Sides to go along with burgers must also be ordered separately. We got a small order of the Blazer’s massive hand-cut fries. Needless to say, the small was more than enough to serve the four of us. These were a little thick for my taste, but they had a good crispy exterior and a soft, warm interior. EB wanted to try another of the restaurant’s specialties— the Blazer Onion. This is a whole onion’s worth of fried onion rings. He couldn’t find enough support at the table and was warned against attempting to eat a whole one himself. Hopefully, he and I can go back to the Blazer to try them sometime soon. We’ll try to go on a weeknight to avoid the crowds and the burger casualties. I have a feeling the Blazer’s burgers can get a lot better than the ones we tried.
Empanada Boy and I spent Thanksgiving in Cannon Beach with my grandma and immediate family and his parents, sister and brother-in-law. It was just the ten of us through most of the visit, but the Thanksgiving dinner at our family beach house was attended by nearly 30 of our closest friends and family. Needless to say, one turkey would not be enough. Mango Mama made a 20-lb bird using her traditional preparation (courtesy of Martha Stewart), which involves wrapping the bird in a butter-and-white wine-soaked cheesecloth. Another friend made a slightly smaller organic bird. These would have been enough to feed us all, but Daddy Salmon provided another interesting twist this year. About a week before Thanksgiving, he took his traditional longbow hunting in Lebanon, Oregon. He came back with the first bow-caught food of his archery career: a wild turkey.
The bird looks big in the above photo, but once Daddy Salmon had plucked its feathers it shrunk down to a sinuous 10 lbs. Daddy Salmon got up early on Thanksgiving day to brine the turkey in garlic, salt and a variety of herbs. After about eight hours of brining, I pulled it out and placed it in the roasting pan. The wild turkey didn’t get nice and browned like its supermarket cousins during the 2-3/4 hours of roasting. Each time I checked in on it, I was surprised to see the taught, greyish-brownish skin looking just as alien as ever. When I finally pulled it out, I noticed a purple-colored area on the top of the breast. This likely came from the blood vessels broken by the pierce of Daddy Salmon’s arrow.

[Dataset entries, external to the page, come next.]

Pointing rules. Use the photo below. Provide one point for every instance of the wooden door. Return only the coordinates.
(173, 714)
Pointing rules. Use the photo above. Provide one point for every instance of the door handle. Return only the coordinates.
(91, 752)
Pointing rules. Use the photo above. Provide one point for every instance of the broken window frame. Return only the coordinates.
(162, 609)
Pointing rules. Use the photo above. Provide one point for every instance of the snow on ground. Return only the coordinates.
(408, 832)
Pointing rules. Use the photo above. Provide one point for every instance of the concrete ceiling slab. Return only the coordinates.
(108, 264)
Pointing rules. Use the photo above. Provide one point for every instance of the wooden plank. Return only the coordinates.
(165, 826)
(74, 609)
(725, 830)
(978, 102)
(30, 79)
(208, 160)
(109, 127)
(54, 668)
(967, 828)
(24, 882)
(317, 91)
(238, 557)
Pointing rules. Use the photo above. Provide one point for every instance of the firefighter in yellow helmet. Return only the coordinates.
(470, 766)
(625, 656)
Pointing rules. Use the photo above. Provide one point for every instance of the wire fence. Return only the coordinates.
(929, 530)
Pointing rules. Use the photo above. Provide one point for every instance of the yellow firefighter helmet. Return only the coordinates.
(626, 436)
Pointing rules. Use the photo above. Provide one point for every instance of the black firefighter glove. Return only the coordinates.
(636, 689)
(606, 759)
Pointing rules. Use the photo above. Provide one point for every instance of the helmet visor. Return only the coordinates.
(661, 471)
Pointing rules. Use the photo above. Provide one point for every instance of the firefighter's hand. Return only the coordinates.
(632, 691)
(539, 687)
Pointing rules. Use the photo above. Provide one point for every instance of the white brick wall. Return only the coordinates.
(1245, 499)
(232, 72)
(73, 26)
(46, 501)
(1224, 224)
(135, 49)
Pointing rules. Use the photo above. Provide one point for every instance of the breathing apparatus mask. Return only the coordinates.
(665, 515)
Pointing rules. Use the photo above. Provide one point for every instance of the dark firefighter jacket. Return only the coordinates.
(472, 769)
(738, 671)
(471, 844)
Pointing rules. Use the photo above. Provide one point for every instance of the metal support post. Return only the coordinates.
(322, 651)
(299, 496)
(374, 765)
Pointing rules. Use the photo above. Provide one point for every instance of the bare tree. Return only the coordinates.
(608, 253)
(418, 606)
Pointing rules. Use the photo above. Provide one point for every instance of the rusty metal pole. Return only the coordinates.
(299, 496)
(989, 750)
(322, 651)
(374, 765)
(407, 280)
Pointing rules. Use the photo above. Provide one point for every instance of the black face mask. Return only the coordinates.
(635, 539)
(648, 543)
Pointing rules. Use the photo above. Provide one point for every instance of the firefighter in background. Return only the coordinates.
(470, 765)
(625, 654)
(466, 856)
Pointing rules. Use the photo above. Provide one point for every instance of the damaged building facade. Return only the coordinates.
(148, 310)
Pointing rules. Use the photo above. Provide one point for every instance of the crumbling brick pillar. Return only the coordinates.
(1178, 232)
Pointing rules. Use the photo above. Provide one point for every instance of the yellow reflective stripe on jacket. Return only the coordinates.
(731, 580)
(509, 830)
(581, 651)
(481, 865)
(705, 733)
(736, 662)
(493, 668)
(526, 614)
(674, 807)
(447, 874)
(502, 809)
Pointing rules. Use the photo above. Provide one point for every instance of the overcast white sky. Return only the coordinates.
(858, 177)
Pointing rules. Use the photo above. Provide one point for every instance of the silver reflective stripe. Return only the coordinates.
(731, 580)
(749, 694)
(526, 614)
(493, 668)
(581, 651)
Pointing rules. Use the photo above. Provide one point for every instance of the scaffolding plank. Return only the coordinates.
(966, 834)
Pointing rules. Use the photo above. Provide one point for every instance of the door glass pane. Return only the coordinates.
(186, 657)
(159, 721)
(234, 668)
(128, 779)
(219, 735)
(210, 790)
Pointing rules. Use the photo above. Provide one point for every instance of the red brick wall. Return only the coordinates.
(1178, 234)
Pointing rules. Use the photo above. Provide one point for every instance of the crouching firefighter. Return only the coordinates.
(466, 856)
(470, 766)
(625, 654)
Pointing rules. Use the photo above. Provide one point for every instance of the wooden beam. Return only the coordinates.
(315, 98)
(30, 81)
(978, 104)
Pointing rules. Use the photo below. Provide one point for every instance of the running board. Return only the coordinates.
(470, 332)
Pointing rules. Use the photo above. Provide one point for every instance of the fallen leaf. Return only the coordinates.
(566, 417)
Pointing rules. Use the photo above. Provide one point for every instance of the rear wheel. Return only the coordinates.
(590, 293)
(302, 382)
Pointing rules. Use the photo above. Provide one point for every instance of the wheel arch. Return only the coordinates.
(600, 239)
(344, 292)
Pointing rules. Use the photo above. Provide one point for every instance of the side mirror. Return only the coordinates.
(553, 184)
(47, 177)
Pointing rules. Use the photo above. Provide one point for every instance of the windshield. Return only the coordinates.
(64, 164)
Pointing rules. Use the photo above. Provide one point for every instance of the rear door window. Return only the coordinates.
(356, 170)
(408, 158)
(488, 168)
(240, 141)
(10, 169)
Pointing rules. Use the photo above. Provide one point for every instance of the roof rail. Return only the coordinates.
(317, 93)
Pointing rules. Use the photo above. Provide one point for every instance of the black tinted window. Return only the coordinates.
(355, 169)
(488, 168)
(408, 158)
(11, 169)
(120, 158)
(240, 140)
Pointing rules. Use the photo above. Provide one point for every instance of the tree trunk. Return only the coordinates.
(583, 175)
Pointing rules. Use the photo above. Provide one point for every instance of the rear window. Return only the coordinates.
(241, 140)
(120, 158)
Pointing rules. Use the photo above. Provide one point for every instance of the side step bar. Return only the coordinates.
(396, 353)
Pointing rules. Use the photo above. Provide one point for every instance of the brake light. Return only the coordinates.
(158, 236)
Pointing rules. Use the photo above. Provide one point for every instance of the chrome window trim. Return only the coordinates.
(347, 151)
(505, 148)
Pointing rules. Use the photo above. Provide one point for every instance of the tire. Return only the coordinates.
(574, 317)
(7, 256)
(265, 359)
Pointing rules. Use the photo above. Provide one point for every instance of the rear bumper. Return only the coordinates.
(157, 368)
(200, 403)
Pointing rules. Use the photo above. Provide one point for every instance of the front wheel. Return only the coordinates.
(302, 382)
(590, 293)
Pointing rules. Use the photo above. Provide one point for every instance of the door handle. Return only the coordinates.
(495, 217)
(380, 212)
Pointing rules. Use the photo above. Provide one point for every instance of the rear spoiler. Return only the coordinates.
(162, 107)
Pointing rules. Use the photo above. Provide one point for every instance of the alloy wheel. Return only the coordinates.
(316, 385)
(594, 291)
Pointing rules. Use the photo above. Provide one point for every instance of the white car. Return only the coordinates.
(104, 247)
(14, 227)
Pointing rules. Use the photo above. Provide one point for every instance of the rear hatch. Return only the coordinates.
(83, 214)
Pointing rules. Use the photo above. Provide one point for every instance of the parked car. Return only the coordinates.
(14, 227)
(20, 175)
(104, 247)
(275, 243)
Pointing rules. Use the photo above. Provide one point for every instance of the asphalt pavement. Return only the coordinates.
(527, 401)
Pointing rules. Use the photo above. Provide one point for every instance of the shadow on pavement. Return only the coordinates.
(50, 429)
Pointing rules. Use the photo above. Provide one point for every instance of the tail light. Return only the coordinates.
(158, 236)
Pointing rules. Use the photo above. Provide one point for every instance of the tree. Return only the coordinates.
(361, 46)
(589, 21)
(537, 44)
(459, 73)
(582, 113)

This photo of the wild turkey waiting to be carved illustrates where the arrow hit. The meat was distributed to guests separately from the farm-raised turkeys to those interested in trying their free-ranging relative. The white meat turned out to be very tender, but it was far milder than the familiar store-bought birds. Daddy Salmon found whole acorns in its gullet, so we can only assume that this is part of what gave the meat its flavor. The dark meat was tough and very muscular, more like red meat than poultry. It was also difficult to get much dark meat off the bone. Daddy Salmon reminded us that there was less meat and more muscle on the wings and the thighs because wild turkeys actually fly.